Breakout rooms can add variety, especially in all-day conference sessions, says Sweazey. “All-day virtual meetings are incredibly draining, no matter how interesting the topic,” she says. “Giving people a change and connecting in a smaller group is key for humanizing these events.” Whether to practice new skills, brainstorm solutions to a problem, or play a game to connect on a more human level, Sweazey says that breakouts “change the cadence and give people’s brains a rest from simply listening.”

Those who have been using breakout rooms as a way of encouraging connections and collaborations during the pandemic have discovered some important best practices to optimize the value of these interactions.

Best Practices for Optimizing Breakout Rooms

Nelson Sherwin is the manager of PEO Companies where he manages a large team and has been using Zoom for over a year now. During that time, he says, he’s discovered some best practices for making the most of these small team sessions.
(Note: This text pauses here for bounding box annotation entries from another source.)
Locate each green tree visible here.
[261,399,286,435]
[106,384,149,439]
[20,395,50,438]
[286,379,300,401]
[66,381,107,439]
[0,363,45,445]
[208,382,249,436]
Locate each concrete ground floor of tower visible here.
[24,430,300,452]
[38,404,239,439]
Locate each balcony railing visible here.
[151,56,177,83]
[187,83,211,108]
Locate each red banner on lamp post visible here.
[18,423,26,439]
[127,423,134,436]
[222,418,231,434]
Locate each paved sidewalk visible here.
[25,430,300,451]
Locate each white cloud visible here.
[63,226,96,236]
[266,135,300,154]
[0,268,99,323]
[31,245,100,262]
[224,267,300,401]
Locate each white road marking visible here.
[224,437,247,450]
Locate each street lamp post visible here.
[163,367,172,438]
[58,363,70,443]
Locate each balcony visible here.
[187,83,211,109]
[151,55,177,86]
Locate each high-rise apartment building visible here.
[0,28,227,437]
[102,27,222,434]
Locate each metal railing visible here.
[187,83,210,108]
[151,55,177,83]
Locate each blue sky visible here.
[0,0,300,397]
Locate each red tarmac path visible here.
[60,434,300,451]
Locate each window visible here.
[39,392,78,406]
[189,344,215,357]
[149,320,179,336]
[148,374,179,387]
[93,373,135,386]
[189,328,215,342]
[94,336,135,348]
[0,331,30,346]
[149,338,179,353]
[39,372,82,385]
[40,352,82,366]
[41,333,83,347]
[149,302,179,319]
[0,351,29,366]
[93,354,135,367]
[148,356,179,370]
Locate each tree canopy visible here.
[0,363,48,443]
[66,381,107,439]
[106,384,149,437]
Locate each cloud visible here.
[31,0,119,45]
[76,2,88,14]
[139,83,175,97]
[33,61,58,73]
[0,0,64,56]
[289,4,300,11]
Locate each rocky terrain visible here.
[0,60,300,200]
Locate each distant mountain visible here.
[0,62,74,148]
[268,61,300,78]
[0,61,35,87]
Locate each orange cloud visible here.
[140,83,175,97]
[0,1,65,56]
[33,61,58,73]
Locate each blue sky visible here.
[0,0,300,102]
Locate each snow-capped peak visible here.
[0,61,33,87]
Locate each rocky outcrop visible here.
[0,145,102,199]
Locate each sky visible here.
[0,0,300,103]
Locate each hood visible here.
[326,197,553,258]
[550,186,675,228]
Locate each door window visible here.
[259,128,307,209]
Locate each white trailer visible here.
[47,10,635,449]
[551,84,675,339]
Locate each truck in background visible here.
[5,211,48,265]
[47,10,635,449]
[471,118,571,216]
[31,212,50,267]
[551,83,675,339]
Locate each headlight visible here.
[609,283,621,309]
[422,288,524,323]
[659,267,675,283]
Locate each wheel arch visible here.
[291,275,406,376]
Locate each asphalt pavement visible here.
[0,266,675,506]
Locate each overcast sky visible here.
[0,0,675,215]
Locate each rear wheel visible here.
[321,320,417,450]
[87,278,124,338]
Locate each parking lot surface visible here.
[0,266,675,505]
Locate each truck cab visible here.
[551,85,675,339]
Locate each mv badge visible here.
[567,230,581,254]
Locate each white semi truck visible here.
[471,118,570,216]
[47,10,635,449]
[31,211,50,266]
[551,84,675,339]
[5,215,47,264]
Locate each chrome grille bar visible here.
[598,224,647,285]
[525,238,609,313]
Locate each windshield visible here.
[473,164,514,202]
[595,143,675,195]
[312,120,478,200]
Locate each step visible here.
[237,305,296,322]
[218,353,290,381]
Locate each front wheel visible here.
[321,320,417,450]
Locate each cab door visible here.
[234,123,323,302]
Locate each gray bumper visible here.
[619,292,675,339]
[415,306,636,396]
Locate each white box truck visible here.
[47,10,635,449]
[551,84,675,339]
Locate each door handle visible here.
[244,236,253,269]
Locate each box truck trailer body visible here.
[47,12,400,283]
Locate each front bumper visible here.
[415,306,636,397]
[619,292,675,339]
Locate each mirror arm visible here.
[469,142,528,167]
At the outset, he says, he likes to assign a room leader for each breakout room. “This ensures that each group is on topic and maintains the same level of organization.”

It’s almost important, Sherwin says, to give employees some information or education on best practices. “I know some companies struggle to foster effective breakout rooms, but I think that’s mostly because their employees aren’t educated on the best practices,” he says. He recommends reinforcing to employees that “it’s important that you be respectful to those in your group, allow time for your team leader to explain the activity, and think about what you’d like to get out of the collaborative effort.”

Based on Custom Neon’s experiences with online meetings and breakout rooms during the pandemic, Munday says she feels that 4-6 is the optimum number of people for breakout room sessions to best promote individual contributions. Employees tend to become more intimidated and less likely to participate, the larger the group becomes. “Splitting teams into small breakout rooms with others from their department, and then quickly addressing items on the agenda in order to limit the time of each call, has helped to mitigate these issues and ensure that all employees feel as comfortable as possible.